Friday, April 8, 2016
7.5 questions to celebrate 75 years of the IU Art Museum
The Indiana University Art Museum is celebrating its 75th anniversary this year with a huge free party on April 12 from 5-9pm involving live music, gallery tours, cupcakes, ice cream, swing dancing, poetry, storytelling, a photo booth, 1940s cocktails (for purchase), and more. Click for details about their 75th Anniversary Big Birthday Bash.
We wanted to celebrate by asking them 7.5 questions (75 seemed like too many) that we've been wondering about one of Bloomington's important cultural institutions. Abe Morris, Manager of Public Relations & Marketing for the museum, was kind enough to indulge us.
1. When did the current building open? Where was it before this location?
The current building opened in 1982 and was designed by the world famous architect I.M. Pei, who also designed the Pyramid at The Louvre and the Rock and Roll Hall of Fame in Cleveland, among others. Before then, the IU Art Museum's collection resided in the School of Fine Arts gallery (now the Grunwald Gallery from) 1962-1982, and before that Mitchell Hall from 1941-1962, which used to exist on the north edge of the campus woods in the central part of the IU campus, where you can now find Lindley Hall.

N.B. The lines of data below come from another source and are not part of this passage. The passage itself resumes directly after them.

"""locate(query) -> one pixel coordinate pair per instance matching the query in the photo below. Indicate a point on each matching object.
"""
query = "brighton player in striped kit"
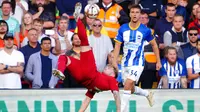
(173, 72)
(193, 68)
(133, 35)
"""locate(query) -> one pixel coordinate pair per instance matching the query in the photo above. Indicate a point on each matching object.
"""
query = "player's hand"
(115, 65)
(158, 65)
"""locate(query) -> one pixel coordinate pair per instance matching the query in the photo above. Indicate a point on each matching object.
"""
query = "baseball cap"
(8, 36)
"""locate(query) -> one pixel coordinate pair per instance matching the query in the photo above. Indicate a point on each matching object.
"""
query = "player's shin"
(125, 100)
(82, 33)
(117, 100)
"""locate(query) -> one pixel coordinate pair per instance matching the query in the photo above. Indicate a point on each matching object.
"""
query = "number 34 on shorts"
(132, 73)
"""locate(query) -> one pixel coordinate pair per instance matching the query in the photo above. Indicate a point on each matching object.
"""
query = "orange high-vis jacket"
(110, 18)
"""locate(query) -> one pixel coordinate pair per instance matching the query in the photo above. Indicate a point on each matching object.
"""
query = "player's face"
(63, 25)
(193, 36)
(6, 9)
(144, 19)
(46, 45)
(109, 71)
(9, 43)
(32, 36)
(76, 41)
(178, 22)
(170, 12)
(171, 56)
(135, 15)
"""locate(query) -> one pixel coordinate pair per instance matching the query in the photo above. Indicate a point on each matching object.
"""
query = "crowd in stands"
(33, 33)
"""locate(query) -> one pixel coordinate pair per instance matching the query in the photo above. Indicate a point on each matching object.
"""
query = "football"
(92, 11)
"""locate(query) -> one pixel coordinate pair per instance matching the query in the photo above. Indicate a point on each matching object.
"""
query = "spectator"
(27, 22)
(34, 46)
(165, 24)
(38, 24)
(88, 22)
(69, 81)
(196, 22)
(112, 16)
(189, 48)
(177, 35)
(13, 24)
(100, 44)
(173, 72)
(45, 10)
(64, 34)
(194, 12)
(193, 66)
(11, 67)
(20, 8)
(40, 72)
(183, 3)
(179, 9)
(152, 8)
(3, 32)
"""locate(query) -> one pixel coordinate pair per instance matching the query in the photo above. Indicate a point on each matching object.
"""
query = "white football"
(92, 11)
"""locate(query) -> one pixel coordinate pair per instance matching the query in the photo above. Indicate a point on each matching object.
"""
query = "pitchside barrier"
(181, 100)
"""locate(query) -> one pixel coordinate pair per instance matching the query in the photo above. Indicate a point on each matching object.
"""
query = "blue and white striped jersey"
(133, 40)
(194, 63)
(174, 73)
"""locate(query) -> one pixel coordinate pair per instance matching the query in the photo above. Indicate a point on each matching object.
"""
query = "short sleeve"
(148, 36)
(90, 94)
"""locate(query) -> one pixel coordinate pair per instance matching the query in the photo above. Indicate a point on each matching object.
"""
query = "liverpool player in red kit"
(85, 72)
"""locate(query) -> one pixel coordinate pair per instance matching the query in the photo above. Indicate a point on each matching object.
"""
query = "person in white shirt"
(64, 34)
(21, 8)
(193, 68)
(38, 24)
(11, 66)
(101, 45)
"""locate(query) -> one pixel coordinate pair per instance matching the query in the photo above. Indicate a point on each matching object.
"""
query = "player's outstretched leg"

2. What is the oldest piece in the collections?
The oldest pieces on display are two Jars that come from a village called Hacilar in the ancient region called Anatolia (which is modern day Turkey) that date from 5300-5000 BC. You can find these jars right inside the entrance of our second floor Gallery of the Art of Asia and the Ancient Western World.

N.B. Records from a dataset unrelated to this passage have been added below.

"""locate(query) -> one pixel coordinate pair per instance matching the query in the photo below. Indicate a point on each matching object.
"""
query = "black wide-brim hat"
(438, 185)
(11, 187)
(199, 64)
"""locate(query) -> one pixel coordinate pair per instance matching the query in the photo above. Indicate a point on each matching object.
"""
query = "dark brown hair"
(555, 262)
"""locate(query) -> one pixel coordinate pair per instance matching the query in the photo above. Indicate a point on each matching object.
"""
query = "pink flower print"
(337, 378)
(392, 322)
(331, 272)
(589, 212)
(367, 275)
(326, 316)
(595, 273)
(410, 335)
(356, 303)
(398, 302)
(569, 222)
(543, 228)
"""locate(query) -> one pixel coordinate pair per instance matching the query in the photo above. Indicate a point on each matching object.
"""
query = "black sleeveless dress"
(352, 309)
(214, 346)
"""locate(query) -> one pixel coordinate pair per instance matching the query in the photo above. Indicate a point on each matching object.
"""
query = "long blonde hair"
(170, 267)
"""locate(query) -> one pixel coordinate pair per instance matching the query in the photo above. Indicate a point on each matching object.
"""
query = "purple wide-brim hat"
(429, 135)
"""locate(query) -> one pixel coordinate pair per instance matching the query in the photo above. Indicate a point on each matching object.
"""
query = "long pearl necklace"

3. What is the most popular piece? ... 3 1/2. The most underrated?
Everybody has a different favorite in our collection. We actually just launched a series on our blog called "Your Favorite Things" where students, and other museum visitors can write about their favorite piece in the museum (contact Abe Morris at the museum at: firstname.lastname@example.org if you are interested in contributing). But some of our most popular pieces are probably Pablo Picasso's painting The Studio, or Stuart Davis' large masterpiece Swing Landscape, both of which reside very close to each other in the contemporary wing of our first floor Gallery of the Art of the Western World.
As far as underrated works, there are lots of small but significant objects throughout the museum that are easily overlooked but very interesting if you stop and look, take a tour and learn about them from a docent, or look into the objects and do some research. One good example is a Mayan Pendant in the Form of a Sun God (see picture). This object only stands two inches tall, so it's easy to overlook, but it is striking in its beauty. It is interesting in that it is made out of jadeite, which means that it was likely worn by a priest or royalty. Also, jadeite is a very hard stone that is difficult to carve, and given that the Maya did not use metal tools to carve this, the detail of the carving is especially remarkable.

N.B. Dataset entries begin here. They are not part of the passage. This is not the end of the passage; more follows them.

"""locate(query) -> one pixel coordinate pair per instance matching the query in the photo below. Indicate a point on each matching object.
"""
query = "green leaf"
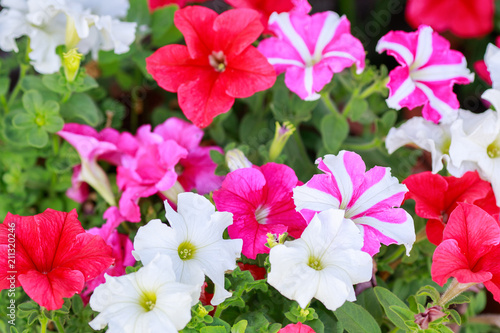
(82, 109)
(32, 100)
(387, 299)
(355, 319)
(334, 130)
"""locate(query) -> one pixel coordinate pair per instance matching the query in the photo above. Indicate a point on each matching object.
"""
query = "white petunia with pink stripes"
(428, 71)
(369, 198)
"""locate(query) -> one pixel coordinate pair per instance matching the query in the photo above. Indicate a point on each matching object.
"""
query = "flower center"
(261, 214)
(218, 61)
(315, 263)
(148, 300)
(493, 149)
(186, 250)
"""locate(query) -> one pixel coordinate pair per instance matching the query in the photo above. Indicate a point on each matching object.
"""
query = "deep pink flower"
(464, 18)
(470, 249)
(261, 202)
(266, 7)
(217, 65)
(54, 256)
(310, 49)
(428, 71)
(197, 170)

4. Has anything ever been stolen from the museum?
5. What's one cool upcoming exhibit or event?
April 12, 5-9 pm we will be holding our Big Birthday Bash, which is our official party for our 75th anniversary this year. It will be a museum-wide party with swing dancing in the atrium, a photo booth, free cake and ice cream, activities in each of the galleries, art-making activities, and all kinds of fun. It's open to fans of all ages.
This fall we are also bringing an exhibition of the contemporary artist Vik Muniz which is very exciting. Vik's work is very playful, taking images from pop culture and the world of art that you will recognize and recreating them in fun and surprising ways.
6. How many people visit the museum each year?
More than 70,000 people visit the IU Art Museum every year.
7. Do the sculptures come alive at night? (Please say yes, and that they have a dance party.)
Only when Ben Stiller comes to visit! However, the sculpture Light Totem, located just outside the main entrance of the museum dances in light every night!